Mr. Waters's current album, ''Radio K.A.O.S.,'' brings his despair to the political arena. One song attacks ''the powers that be,'' and parts of the stage show denounced military spending (to the tune of Pink Floyd's ''Money''), the Reagan and Thatcher governments, and the despoiling of the environment, complete with statistics. Rarely is arena-rock so explicitly political.
''Radio K.A.O.S.'' has a plot line involving a disk jockey and a genius with cerebral palsy who communicates via computer and who can tap into the world's information systems. As with Pink Floyd concerts, the stage was dominated by a circular screen for film projections (some of which were older Pink Floyd animations) and lighting effects; there was also an electronic signboard, carrying what may be the first supertitles seen at a rock concert.
The production's conceit was that it was a live radio broadcast over station KAOS, complete with station jingles, mock advertisements (including jokes about shredders and Senate subcommittees), and a live disk jockey, Jim Ladd, in a simulated studio.
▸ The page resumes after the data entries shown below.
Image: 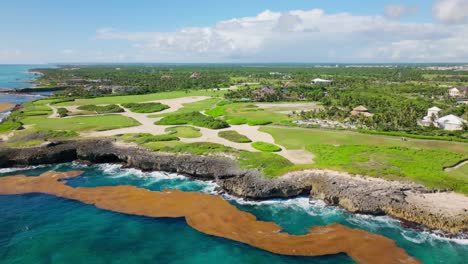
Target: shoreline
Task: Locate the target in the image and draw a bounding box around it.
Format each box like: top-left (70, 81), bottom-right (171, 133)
top-left (0, 140), bottom-right (468, 238)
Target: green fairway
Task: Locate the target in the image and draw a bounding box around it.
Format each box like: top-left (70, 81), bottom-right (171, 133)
top-left (218, 130), bottom-right (252, 143)
top-left (165, 126), bottom-right (202, 138)
top-left (56, 90), bottom-right (224, 106)
top-left (149, 98), bottom-right (220, 118)
top-left (22, 114), bottom-right (140, 131)
top-left (260, 126), bottom-right (468, 156)
top-left (260, 127), bottom-right (468, 193)
top-left (252, 141), bottom-right (281, 152)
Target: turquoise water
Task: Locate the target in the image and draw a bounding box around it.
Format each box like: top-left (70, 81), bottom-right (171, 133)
top-left (0, 64), bottom-right (52, 104)
top-left (0, 164), bottom-right (468, 264)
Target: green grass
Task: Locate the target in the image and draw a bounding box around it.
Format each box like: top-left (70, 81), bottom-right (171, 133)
top-left (307, 145), bottom-right (468, 194)
top-left (149, 98), bottom-right (220, 118)
top-left (122, 103), bottom-right (169, 113)
top-left (121, 133), bottom-right (179, 145)
top-left (0, 120), bottom-right (23, 133)
top-left (218, 130), bottom-right (252, 143)
top-left (7, 129), bottom-right (78, 147)
top-left (205, 106), bottom-right (226, 117)
top-left (165, 126), bottom-right (202, 138)
top-left (155, 112), bottom-right (229, 129)
top-left (260, 126), bottom-right (468, 156)
top-left (78, 104), bottom-right (124, 114)
top-left (252, 141), bottom-right (281, 152)
top-left (57, 89), bottom-right (225, 106)
top-left (22, 115), bottom-right (140, 131)
top-left (137, 141), bottom-right (295, 177)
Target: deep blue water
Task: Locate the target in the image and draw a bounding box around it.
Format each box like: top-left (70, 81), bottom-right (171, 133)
top-left (0, 64), bottom-right (53, 104)
top-left (0, 164), bottom-right (468, 264)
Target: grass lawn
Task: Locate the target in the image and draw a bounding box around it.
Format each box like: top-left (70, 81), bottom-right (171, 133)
top-left (166, 126), bottom-right (202, 138)
top-left (218, 130), bottom-right (252, 143)
top-left (22, 115), bottom-right (140, 131)
top-left (260, 126), bottom-right (468, 156)
top-left (122, 103), bottom-right (169, 113)
top-left (260, 127), bottom-right (468, 194)
top-left (56, 90), bottom-right (225, 106)
top-left (155, 112), bottom-right (229, 129)
top-left (149, 98), bottom-right (220, 117)
top-left (252, 141), bottom-right (281, 152)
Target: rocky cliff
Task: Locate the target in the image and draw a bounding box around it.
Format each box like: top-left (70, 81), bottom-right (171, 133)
top-left (0, 140), bottom-right (468, 235)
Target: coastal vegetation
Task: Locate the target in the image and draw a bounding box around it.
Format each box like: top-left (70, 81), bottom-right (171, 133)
top-left (165, 126), bottom-right (202, 138)
top-left (21, 115), bottom-right (140, 132)
top-left (218, 130), bottom-right (252, 143)
top-left (122, 103), bottom-right (169, 113)
top-left (78, 104), bottom-right (124, 114)
top-left (252, 141), bottom-right (281, 152)
top-left (155, 112), bottom-right (229, 129)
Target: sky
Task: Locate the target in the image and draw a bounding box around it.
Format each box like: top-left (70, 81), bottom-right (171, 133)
top-left (0, 0), bottom-right (468, 64)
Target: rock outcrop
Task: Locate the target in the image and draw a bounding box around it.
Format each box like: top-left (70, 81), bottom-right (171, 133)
top-left (0, 140), bottom-right (468, 236)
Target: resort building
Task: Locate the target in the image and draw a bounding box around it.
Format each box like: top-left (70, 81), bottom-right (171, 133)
top-left (190, 72), bottom-right (201, 79)
top-left (418, 106), bottom-right (466, 131)
top-left (312, 78), bottom-right (333, 84)
top-left (448, 86), bottom-right (468, 98)
top-left (418, 106), bottom-right (442, 126)
top-left (436, 115), bottom-right (466, 131)
top-left (351, 105), bottom-right (374, 117)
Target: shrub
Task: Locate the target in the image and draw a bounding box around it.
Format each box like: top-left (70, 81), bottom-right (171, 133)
top-left (252, 141), bottom-right (281, 152)
top-left (57, 107), bottom-right (68, 117)
top-left (205, 106), bottom-right (226, 117)
top-left (130, 133), bottom-right (180, 144)
top-left (122, 103), bottom-right (170, 113)
top-left (218, 130), bottom-right (252, 143)
top-left (165, 126), bottom-right (202, 138)
top-left (0, 121), bottom-right (23, 133)
top-left (155, 112), bottom-right (229, 129)
top-left (78, 104), bottom-right (124, 114)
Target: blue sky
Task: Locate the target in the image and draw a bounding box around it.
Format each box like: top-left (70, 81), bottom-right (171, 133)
top-left (0, 0), bottom-right (468, 63)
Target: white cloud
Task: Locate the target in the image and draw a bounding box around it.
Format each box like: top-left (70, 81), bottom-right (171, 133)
top-left (384, 5), bottom-right (419, 19)
top-left (60, 49), bottom-right (75, 56)
top-left (432, 0), bottom-right (468, 24)
top-left (96, 9), bottom-right (468, 62)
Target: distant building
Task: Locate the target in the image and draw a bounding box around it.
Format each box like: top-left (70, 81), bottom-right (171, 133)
top-left (351, 105), bottom-right (374, 117)
top-left (284, 82), bottom-right (297, 88)
top-left (418, 107), bottom-right (467, 131)
top-left (190, 72), bottom-right (201, 79)
top-left (448, 86), bottom-right (468, 98)
top-left (436, 115), bottom-right (466, 131)
top-left (418, 106), bottom-right (442, 126)
top-left (312, 78), bottom-right (333, 84)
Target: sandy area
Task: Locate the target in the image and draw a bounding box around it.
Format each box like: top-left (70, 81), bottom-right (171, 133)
top-left (0, 104), bottom-right (15, 112)
top-left (406, 192), bottom-right (468, 218)
top-left (48, 96), bottom-right (314, 164)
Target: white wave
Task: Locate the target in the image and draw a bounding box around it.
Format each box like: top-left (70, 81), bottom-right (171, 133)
top-left (0, 165), bottom-right (46, 173)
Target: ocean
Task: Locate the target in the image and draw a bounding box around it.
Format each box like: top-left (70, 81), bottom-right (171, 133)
top-left (0, 64), bottom-right (53, 104)
top-left (0, 163), bottom-right (468, 264)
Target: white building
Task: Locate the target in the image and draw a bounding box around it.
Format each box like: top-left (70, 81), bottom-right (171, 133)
top-left (312, 78), bottom-right (333, 84)
top-left (448, 86), bottom-right (468, 97)
top-left (436, 115), bottom-right (466, 131)
top-left (418, 106), bottom-right (442, 126)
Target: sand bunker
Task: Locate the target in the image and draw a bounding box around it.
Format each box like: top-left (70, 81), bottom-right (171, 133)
top-left (0, 104), bottom-right (15, 112)
top-left (0, 171), bottom-right (419, 263)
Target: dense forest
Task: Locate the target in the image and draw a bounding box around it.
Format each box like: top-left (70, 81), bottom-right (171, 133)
top-left (33, 65), bottom-right (468, 134)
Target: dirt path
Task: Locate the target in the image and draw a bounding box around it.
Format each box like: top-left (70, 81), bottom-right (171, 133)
top-left (444, 160), bottom-right (468, 172)
top-left (46, 104), bottom-right (60, 118)
top-left (47, 96), bottom-right (314, 164)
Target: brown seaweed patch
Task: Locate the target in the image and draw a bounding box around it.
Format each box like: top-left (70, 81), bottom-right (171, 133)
top-left (0, 171), bottom-right (419, 263)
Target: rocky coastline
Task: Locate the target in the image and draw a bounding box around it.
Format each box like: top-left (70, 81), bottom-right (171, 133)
top-left (0, 140), bottom-right (468, 237)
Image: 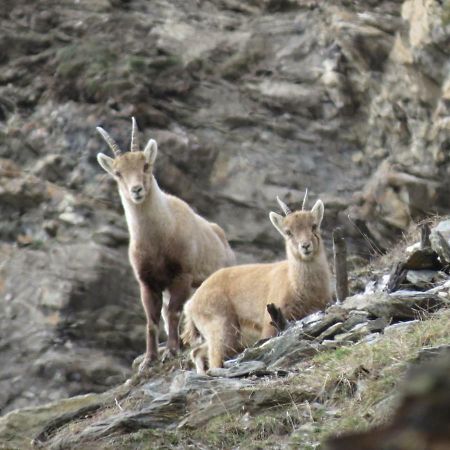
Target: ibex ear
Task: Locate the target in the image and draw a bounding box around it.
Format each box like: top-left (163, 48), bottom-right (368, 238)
top-left (269, 211), bottom-right (287, 238)
top-left (311, 200), bottom-right (325, 227)
top-left (144, 139), bottom-right (158, 165)
top-left (97, 153), bottom-right (114, 176)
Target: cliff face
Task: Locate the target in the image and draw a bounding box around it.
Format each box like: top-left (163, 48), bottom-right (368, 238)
top-left (0, 0), bottom-right (450, 412)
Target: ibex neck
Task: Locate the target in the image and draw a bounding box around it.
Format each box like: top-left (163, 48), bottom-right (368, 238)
top-left (286, 242), bottom-right (329, 293)
top-left (120, 177), bottom-right (172, 242)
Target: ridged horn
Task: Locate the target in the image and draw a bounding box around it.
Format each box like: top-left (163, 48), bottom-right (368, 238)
top-left (130, 117), bottom-right (139, 152)
top-left (97, 127), bottom-right (122, 157)
top-left (302, 188), bottom-right (308, 211)
top-left (277, 195), bottom-right (292, 216)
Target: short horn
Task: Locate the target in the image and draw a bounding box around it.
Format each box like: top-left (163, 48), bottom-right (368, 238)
top-left (302, 188), bottom-right (308, 211)
top-left (130, 117), bottom-right (139, 152)
top-left (97, 127), bottom-right (122, 157)
top-left (277, 195), bottom-right (292, 216)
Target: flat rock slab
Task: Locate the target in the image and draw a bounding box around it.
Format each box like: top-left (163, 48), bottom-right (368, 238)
top-left (207, 361), bottom-right (275, 378)
top-left (341, 291), bottom-right (446, 320)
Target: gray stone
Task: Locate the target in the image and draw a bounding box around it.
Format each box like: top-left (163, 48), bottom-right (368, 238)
top-left (406, 270), bottom-right (448, 289)
top-left (207, 361), bottom-right (273, 378)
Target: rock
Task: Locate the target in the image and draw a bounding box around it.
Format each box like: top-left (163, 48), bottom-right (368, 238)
top-left (208, 361), bottom-right (273, 378)
top-left (0, 243), bottom-right (145, 413)
top-left (403, 248), bottom-right (441, 270)
top-left (341, 291), bottom-right (445, 320)
top-left (334, 317), bottom-right (387, 342)
top-left (325, 352), bottom-right (450, 450)
top-left (430, 230), bottom-right (450, 264)
top-left (406, 270), bottom-right (448, 289)
top-left (431, 220), bottom-right (450, 241)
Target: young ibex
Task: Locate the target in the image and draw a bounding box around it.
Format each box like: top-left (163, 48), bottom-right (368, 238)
top-left (97, 117), bottom-right (234, 371)
top-left (182, 195), bottom-right (332, 373)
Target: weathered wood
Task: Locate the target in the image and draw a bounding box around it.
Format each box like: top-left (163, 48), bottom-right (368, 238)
top-left (386, 262), bottom-right (408, 292)
top-left (430, 231), bottom-right (450, 267)
top-left (420, 223), bottom-right (431, 250)
top-left (333, 228), bottom-right (348, 302)
top-left (267, 303), bottom-right (287, 333)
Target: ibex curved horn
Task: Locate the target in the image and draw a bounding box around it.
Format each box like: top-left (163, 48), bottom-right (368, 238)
top-left (277, 195), bottom-right (292, 216)
top-left (130, 117), bottom-right (139, 152)
top-left (97, 127), bottom-right (122, 157)
top-left (302, 188), bottom-right (308, 211)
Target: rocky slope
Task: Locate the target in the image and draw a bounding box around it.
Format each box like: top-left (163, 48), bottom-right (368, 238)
top-left (0, 220), bottom-right (450, 450)
top-left (0, 0), bottom-right (450, 413)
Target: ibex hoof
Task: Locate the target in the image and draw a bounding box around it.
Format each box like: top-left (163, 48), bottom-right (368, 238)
top-left (138, 357), bottom-right (156, 375)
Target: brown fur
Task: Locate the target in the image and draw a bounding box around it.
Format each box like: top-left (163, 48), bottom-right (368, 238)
top-left (182, 201), bottom-right (331, 373)
top-left (97, 121), bottom-right (234, 370)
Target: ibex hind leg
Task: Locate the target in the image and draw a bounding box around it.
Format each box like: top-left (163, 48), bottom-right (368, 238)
top-left (190, 343), bottom-right (208, 375)
top-left (207, 317), bottom-right (241, 369)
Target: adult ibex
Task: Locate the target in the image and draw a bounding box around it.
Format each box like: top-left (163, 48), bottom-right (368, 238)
top-left (97, 117), bottom-right (234, 371)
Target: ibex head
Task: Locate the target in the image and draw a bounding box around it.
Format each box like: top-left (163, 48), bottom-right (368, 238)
top-left (269, 192), bottom-right (324, 261)
top-left (97, 117), bottom-right (158, 203)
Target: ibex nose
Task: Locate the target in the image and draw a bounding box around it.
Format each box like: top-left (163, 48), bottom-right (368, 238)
top-left (131, 185), bottom-right (144, 195)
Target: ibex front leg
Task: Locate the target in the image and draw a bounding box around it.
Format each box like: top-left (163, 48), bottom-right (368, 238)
top-left (167, 275), bottom-right (192, 354)
top-left (139, 282), bottom-right (162, 372)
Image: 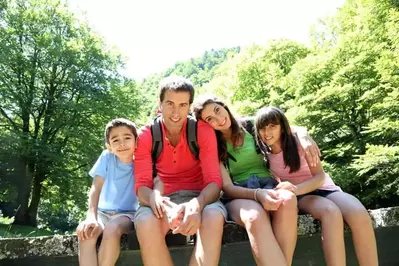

Mr. Ladd would sometimes announce between songs (after a set of Pink Floyd material, he named the songs and called them ''music of Roger Waters'') and he carried on simulated conversations with ''Billy,'' the computer genius, whose words were carried on the signboard.
The show didn't reprise the album, but it did lead up to Billy's big moment: a simulated nuclear apocalypse. The band created a whooshing crescendo, aerial projections whizzed by on the screen, numbers and jargon rushed across the signboard, followed by a flash, silence and darkness -and a huge ovation, suggesting the crowd was less than terrified. Eventually, Mr. Waters led the band in a hymn of guarded hope, ''The Tide Is Turning.''
For the encore, Mr. Waters and his Bleeding Heart Band returned to older material. A cameo appearance from Clare Torry, who sang wordlessly through ''The Great Gig in the Sky'' from ''Dark Side,'' gave Pink Floyd's old fans what they'd come to hear.